Credit @ Student Loan Hero

 

How do you improve your chances of successfully refinancing your student loans?

 

1. Check Your Credit Score

First, you need a solid credit score. It doesn’t have to be over 700, but I’ve found that a lot of lenders are looking for the high 600s as a minimum.  The better your credit score, the better your rate.  Go to Credit Karma and check your credit score. Credit Karma will tell you if there are any issues that are pulling your score down, such as missed payment or bill that was sent to collections. It’s not uncommon to have errors, and these need to be fixed.

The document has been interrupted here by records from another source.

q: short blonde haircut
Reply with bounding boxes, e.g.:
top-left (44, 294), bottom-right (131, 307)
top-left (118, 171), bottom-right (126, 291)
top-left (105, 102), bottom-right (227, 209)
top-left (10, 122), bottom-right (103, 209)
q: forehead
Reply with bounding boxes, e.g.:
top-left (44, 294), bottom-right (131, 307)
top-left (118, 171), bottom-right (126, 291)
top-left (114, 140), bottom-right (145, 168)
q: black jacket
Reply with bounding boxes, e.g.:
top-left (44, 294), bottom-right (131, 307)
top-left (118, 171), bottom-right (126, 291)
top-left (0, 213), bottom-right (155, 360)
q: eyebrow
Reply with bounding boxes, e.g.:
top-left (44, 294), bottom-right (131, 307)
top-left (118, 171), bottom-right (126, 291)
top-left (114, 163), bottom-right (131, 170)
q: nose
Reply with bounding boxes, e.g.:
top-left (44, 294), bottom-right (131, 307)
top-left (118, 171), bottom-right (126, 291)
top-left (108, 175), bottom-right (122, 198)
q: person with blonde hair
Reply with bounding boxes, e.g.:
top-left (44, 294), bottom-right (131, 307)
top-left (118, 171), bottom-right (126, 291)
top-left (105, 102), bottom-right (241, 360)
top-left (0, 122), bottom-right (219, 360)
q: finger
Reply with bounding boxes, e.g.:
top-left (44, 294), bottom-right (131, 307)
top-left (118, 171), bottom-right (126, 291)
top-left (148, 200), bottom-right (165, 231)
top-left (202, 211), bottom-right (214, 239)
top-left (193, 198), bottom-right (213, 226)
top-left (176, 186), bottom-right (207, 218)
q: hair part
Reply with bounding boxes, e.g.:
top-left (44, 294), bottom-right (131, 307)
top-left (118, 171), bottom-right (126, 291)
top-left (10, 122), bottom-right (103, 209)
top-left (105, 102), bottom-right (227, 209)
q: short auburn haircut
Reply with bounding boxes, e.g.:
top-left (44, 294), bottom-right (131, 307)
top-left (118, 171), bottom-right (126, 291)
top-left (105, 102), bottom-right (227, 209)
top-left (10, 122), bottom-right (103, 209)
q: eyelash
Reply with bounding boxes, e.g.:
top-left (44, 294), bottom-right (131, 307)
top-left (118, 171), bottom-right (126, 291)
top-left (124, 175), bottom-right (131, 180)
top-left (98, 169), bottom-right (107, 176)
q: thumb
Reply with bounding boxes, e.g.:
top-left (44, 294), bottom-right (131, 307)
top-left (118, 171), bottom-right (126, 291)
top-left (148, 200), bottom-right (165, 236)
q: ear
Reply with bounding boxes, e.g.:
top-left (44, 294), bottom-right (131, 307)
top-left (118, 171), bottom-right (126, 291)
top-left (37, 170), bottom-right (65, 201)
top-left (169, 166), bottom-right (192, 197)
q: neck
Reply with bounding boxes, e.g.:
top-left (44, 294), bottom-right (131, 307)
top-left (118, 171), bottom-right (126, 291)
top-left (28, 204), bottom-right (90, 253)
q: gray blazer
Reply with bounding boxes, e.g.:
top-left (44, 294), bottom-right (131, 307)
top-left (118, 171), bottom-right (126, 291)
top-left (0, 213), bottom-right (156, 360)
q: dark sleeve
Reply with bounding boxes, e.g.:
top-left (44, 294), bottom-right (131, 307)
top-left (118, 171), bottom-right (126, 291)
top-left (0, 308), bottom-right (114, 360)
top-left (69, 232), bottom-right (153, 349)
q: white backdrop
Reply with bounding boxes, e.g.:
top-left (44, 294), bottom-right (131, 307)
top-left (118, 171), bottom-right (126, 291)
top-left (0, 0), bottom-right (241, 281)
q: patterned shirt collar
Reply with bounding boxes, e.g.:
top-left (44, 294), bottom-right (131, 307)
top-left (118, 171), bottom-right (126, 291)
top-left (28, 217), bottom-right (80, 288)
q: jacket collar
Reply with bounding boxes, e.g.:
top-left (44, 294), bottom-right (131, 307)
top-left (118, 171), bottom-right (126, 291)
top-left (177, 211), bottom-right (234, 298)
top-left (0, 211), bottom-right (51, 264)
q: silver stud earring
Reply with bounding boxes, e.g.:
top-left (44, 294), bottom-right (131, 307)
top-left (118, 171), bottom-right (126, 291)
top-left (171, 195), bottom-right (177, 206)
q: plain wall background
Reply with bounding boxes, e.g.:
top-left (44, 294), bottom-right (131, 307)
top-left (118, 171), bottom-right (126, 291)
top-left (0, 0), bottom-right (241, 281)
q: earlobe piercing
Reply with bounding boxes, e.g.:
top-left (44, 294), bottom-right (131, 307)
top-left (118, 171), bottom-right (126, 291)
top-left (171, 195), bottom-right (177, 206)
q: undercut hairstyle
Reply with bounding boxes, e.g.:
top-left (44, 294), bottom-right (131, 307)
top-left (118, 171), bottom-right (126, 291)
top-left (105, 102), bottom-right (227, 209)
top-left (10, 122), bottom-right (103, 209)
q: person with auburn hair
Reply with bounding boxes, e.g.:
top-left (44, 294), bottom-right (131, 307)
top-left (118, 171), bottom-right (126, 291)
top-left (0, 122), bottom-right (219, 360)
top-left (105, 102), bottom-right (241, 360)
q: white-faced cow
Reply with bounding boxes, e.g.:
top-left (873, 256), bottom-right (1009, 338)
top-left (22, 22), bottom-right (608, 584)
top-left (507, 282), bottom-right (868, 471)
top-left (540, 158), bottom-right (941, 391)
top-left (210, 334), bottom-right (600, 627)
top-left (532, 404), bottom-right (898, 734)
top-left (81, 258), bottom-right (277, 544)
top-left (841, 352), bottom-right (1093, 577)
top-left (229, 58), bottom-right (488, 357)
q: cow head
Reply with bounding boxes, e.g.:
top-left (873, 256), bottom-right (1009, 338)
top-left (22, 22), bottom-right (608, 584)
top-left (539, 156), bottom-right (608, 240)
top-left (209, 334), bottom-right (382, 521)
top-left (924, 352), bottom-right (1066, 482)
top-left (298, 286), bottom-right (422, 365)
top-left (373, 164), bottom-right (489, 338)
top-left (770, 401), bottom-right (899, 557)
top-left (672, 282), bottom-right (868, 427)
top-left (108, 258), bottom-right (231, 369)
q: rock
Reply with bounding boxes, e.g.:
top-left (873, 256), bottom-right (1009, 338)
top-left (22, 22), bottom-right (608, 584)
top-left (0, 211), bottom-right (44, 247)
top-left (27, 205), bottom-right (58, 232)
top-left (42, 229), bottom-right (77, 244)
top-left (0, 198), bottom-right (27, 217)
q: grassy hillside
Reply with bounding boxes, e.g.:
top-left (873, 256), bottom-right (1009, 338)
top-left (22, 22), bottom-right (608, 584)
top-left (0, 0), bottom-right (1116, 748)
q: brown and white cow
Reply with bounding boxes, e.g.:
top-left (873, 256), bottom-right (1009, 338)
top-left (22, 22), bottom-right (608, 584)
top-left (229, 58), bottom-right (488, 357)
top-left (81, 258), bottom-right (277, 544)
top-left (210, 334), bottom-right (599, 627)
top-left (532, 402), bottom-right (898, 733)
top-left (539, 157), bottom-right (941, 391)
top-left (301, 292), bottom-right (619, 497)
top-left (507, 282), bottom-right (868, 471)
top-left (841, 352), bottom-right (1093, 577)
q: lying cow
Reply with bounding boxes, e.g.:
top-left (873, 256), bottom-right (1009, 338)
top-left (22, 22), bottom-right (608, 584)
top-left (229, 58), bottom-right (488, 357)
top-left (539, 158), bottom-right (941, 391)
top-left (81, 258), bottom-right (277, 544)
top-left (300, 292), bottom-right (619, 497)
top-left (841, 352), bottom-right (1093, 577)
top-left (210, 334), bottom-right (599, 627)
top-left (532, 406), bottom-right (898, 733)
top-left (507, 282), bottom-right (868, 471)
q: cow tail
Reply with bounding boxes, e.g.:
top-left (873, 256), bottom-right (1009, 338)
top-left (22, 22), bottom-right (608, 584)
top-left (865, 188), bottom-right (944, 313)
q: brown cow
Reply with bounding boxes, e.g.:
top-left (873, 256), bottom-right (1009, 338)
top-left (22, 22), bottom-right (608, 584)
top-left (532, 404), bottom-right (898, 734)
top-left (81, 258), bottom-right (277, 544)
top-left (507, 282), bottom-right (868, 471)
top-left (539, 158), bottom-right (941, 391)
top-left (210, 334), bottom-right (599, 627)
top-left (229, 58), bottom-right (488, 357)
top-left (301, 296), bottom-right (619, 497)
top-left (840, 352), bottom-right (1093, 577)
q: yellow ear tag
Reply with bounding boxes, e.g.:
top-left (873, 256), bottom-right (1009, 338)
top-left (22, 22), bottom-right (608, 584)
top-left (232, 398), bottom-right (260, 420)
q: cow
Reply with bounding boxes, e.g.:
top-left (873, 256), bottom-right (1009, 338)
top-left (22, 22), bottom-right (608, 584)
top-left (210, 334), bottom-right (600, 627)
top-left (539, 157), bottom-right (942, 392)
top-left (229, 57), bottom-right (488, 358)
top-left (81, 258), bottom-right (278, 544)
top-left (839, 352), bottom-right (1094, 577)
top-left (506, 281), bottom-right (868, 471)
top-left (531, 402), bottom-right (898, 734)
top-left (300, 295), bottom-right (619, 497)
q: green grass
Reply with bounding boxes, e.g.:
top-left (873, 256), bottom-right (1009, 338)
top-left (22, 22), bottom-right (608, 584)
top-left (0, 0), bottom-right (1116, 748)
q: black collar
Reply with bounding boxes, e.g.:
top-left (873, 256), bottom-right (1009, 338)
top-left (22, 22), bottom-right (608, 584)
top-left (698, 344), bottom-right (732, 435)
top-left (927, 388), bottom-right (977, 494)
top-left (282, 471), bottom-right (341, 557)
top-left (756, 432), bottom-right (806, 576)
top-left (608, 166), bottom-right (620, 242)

Luckily, Credit Karma has options for reporting inaccurate information or tips for removing old delinquencies (like that $40 cable bill you forgot to pay six years ago and is now taking 100 points of your credit score).

2. Don’t Buy A Car or House

When you refinance your loans they look at your debt-to-income ratio.   As the name implies, a debt-to-income ratio is the percentage of your income that is committed to debt payments each month.  Lenders typically like this to be less than 40%.  So, for example, if you make $100,000 a year and have a car loan of $500, you have a debt-to-income ratio of 6% ($100,000/12 = $8333/month, $500/$8333 = 6% of your monthly income goes to debt repayment).  Because lenders typically will only loan up to 40% DTI, this particular borrow only has about $2833 each month that can be used for loan payments.  Buying a home with a monthly mortgage of $1833 would reduce the amount of income available to $1000.  For the typical law graduate with $140,000 in debt, this means the best refinance option available to them would be 18 years at an average of 5.25%.  The same individual who did not buy a house but rented an apartment for $1000/month would have $1833 available for loan repayment. This results in a loan payment of $1789 for 8 years at 5.25%.  You cut 10 years off your repayment plan!

But perhaps you plan on sharing that home with a roommate so that your actual housing expense is around $950? That’s a smart move. But be aware that the various student loan lenders may not count your roommate’s income in their calculation of your debt-to-income ratio.  Over the past four years, I’ve purchased four homes while also refinancing my student loans 5 times.  Every time I’ve had a student loan refinancing denied (it happens!) was because I had just purchased a home.

My best advice if you plan to buy a home is refinanced your student loans first, then buy.  But, of course, be aware that student loan payments will affect the amount that you can qualify for with a home mortgage.  (Sometimes it seems you just can’t win, huh?)

3.  Check Rates with Multiple Student Loan Refinancing Companies

There are a lot of banks in the student loan game. Two that I have personally refinanced with are Earnest and Sofi.  While the underwriting criteria are similar, I’ve found major differences between being approved versus denied for refinancing, as well as your ultimate rate. Check your pre-approval will not affect your credit score, so it’s worth taking a look at multiple banks to figure out the most competitive option.

Bonus Tip: Pass the Bar Exam.

This one is for other lawyers. Most student loan refinancing companies require that you pass a bar exam and have a job offer in order to refinance your loans.  I would imagine there are similar requirements for other professionals that require certification.  Not to add stress to an already stressful process, but realize that you need to get through the bar exam before you refinance your loans.

 

Finally, if at first you don’t succeed, then try, try again.  High interest rates will kill your ability to pay off student loans.  A common issue for a declined refinance application is a low credit score.  Work diligently to improve your score (typically by paying down credit card debt and removing delinquencies) and then apply again in 3-6 months.